Euro (Philippe Huguen/AFP)
João Pedro Caleiro
Publicado em 25 de fevereiro de 2015 às 18h14.
São Paulo - No auge da crise do euro, a moeda parecia estar com os dias contados.
Hoje, quase ninguém mais fala disso, apesar da saída da Grécia ("Grexit") continuar sendo uma possibilidade bem real entre as negociações com o resto do continente.
Isso não significa, no entanto, que os problemas acabaram: a combinação explosiva entre alto desemprego, baixo crescimento e deflação continua de vento em popa.
Talvez fosse o caso de criar um segundo euro, de acordo com Jacques Melitz, professor da universidade Heriot-Watt em Edimburgo, na Escócia.
Em entrevista para o blog da London School of Economics, ele diz que a arquitetura do euro tem dois problemas de origem. O primeiro é que ela não dá ao Banco Central Europeu a autonomia necessária para atuar de forma livre no mercado, como fazem outros bancos centrais.
A outra é que não há uma responsabilidade compartilhada pelo sistema bancário. O bloco está caminhando nesse sentido, mas o problema básico permanece: uma união monetária foi criada sem união fiscal, tributária e política - e entre economias radicalmente diferentes.

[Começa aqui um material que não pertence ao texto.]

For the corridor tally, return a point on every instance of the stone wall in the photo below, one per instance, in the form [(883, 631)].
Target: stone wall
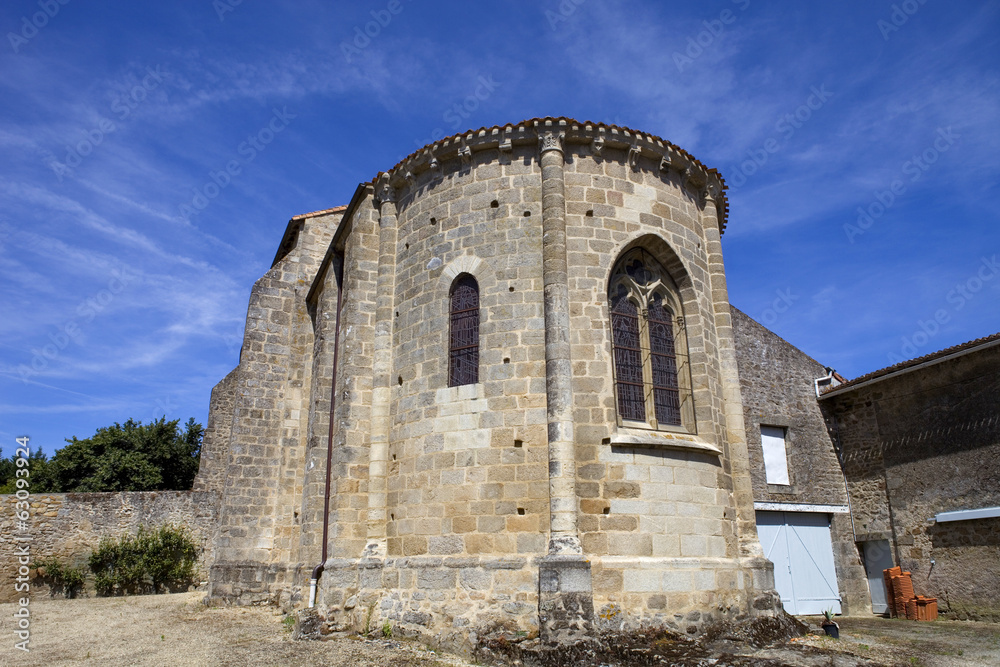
[(258, 541), (215, 442), (923, 442), (447, 501), (777, 384), (69, 526)]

Por um tempo, a coisa funcionou. Se a Alemanha tivesse uma moeda própria, por exemplo, ela seria hoje muito mais valorizada do que o euro - uma má notícia para a competitividade das suas exportações, que são a força-motriz de sua economia.

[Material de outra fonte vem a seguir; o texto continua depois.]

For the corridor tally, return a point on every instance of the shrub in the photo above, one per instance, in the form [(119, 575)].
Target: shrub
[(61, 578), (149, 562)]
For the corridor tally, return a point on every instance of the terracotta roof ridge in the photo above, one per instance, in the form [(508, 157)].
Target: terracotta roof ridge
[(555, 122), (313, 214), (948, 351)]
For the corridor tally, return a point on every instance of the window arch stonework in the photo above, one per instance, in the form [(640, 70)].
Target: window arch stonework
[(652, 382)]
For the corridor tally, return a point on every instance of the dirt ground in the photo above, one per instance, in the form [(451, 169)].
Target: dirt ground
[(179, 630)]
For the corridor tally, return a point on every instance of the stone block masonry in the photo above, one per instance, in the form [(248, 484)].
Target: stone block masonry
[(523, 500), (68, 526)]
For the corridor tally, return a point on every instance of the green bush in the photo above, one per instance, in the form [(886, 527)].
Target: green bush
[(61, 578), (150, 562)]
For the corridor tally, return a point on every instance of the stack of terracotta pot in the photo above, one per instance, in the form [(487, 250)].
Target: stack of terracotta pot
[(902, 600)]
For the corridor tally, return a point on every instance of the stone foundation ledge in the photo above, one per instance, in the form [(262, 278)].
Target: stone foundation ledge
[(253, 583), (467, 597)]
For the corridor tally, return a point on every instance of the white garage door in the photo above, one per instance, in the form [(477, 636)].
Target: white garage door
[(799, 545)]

Se a Grécia tivesse uma moeda própria, o país provavelmente não teria sido financiado como foi nos anos de boom. Mas no cenário atual, sua moeda já teria desvalorizado de forma brutal, o que tornaria suas exportações mais competitivas e impulsionaria a recuperação.
Proposta
Neste cenário, faz sentido criar um segundo euro para os membros descontentes e que não podem esperar mais flexibilidade alemã no curto prazo.
"A principal vantagem desse sistema é que um segundo euro seria construído de forma melhor do que o euro anterior do ponto de vista dos membros descontentes. Este novo banco central teria poder para participar de operações normais de livre mercado e se engajar em uma política monetária expansionista para aumentar a demanda agregada na sua própria zona. E haveria um único fundo de resolução que cobriria a insolvência de qualquer parte específica do sistema bancário", diz Jacques.
Vale lembrar que em setembro, quando ele deu a entrevista, ainda não havia a perspectiva de que o BCE criaria um novo programa de compra de títulos e ativos, como foi anunciado há algumas semanas.
Mas ele também não é o primeiro a divulgar a ideia. Um artigo da Fortune assinado pela jornalista Cyrus Sanati já no início de 2011 sugeria uma moeda de transição, intercambiável com o euro por um determinado período até que os países pudessem voltar para o bloco principal (ou não). Um paralelo é o dólar de Hong Kong, que vai circular junto com a moeda chinesa até ser substituído gradualmente.
Um dos entrevistados por Sanati na época disse que era um "delírio" imaginar que seria possível quebrar a zona do euro de forma ordenada e ainda conseguir criar todas as instituições necessárias para uma nova moeda.
Para Jacques, "divórcios são uma bagunça, mas há momentos em que é melhor ser firme". De qualquer forma, uma coisa é certa: a crise da Europa só será resolvida com uma boa dose de criatividade.